On Thursday every week a new WFM branch is cut to deploy the group0
wikis (test* and wm.o). On the following Tuesday it is promoted to the
group1 wikis (all-wikipedias). Finally on Thursday is it promoted to
group2 (wikipedias) while the group0 wikis start using another new
version. At the current release cadence (one new branch a week) after
2 weeks in production a branch is no longer used. There can be minor
exceptions to this due to major difficulties with a branch and/or
holiday conflicts, but for the sake of this discussion those
differences can be mostly ignored.
A branch can't be deleted from the server cluster immediately after it
is removed from the last wiki however. For better or worse, each
branch contains static assets from core (resources & skins) and
extensions that are served by the apaches. These assets are served
using versioned URLs such as
https://bits.wikimedia.org/static-1.23wmf17/skins/common/images/poweredby_m….
Varnish caches pages containing these URLs for anons for up to 30
days. That means that a request for static content contained by the
1.23wmf17 branch could be needed to satisfly an apache request for up
to 30 days after that branch is no longer being used to satisfy PHP
backed requests. Assuming the weekly release cadence, this means that
the static assets from a branch are needed on the cluster for at least
45 days (14 days of active branch use + 31 days of cached page use).
At the moment we don't have a well documented procedure for cleaning
up old branches on tin and servers that rsync with tin (directly and
indirectly). It seems to be a process that Sam does occasionally. The
last commits that cleaned up old branches were merged on 2014-02-15:
https://gerrit.wikimedia.org/r/#/c/113640/,https://gerrit.wikimedia.org/r/#….
These commits cleaned up some truly ancient branches.
A slightly different by related problem is the amount of disk space
consumed by the l10n cache files for unused MW versions. The combined
json and CDB files for the current 1.23 branches consume ~1.7G per
version. It looks like Sam has been pruning these at some point as
well as the cache/l10n directory for version 1.23wmf12 and earlier are
empty.
I recommend that we add two new weekly cleanup steps:
* When we deploy a new branch to group0 (Thursdays), all branches
retired more than 5 weeks ago should be removed. This should really
only include multiple branches the first time it's done to catch up.

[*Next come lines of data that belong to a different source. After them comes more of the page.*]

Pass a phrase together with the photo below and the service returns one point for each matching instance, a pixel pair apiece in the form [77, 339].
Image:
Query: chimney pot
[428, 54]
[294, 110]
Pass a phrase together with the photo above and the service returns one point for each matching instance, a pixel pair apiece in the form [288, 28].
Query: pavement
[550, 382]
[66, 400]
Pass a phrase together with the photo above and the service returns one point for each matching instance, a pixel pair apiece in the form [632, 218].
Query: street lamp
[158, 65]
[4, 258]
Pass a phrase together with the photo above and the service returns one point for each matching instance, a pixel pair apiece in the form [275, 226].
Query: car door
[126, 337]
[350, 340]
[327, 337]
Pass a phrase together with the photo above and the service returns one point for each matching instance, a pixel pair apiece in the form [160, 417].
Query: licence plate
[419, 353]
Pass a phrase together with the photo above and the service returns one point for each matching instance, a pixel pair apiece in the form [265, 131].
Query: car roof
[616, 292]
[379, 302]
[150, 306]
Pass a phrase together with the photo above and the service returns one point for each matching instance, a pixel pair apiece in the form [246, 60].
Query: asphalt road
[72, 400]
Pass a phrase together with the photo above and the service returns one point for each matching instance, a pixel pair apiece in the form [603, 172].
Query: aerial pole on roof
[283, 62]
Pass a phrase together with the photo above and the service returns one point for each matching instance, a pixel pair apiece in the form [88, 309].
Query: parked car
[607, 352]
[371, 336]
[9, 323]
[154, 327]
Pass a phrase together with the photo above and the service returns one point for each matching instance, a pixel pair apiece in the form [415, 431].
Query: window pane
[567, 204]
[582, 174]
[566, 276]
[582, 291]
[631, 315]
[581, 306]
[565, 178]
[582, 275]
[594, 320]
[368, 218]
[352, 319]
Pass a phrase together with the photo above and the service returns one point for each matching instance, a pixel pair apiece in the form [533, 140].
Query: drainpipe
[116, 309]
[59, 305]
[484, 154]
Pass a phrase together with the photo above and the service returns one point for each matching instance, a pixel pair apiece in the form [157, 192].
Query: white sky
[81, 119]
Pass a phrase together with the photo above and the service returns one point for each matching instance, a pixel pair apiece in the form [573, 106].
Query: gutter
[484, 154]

After that it will be an "add a branch, kill a branch" situation. With
the current release cadence this will keep us at 7 checked out
branches on tin, 2 versions in active use and 5 waiting for potential
cache references to expire.
* When we move group1 to the newest branch (Tuesdays), the cache/l10n
directory of all non-active branches should be purged. By this point
there is little chance that we will be reverting the wikipedias to the
N-2 branch and thus the l10n cache is just taking up disk space and
slowing down rsync comparisons.
Are there any objections to adding these procedures to the MW deploy process?
Bryan
--
Bryan Davis Wikimedia Foundation <bd808(a)wikimedia.org>
[[m:User:BDavis_(WMF)]] Sr Software Engineer Boise, ID USA
irc: bd808 v:415.839.6885 x6855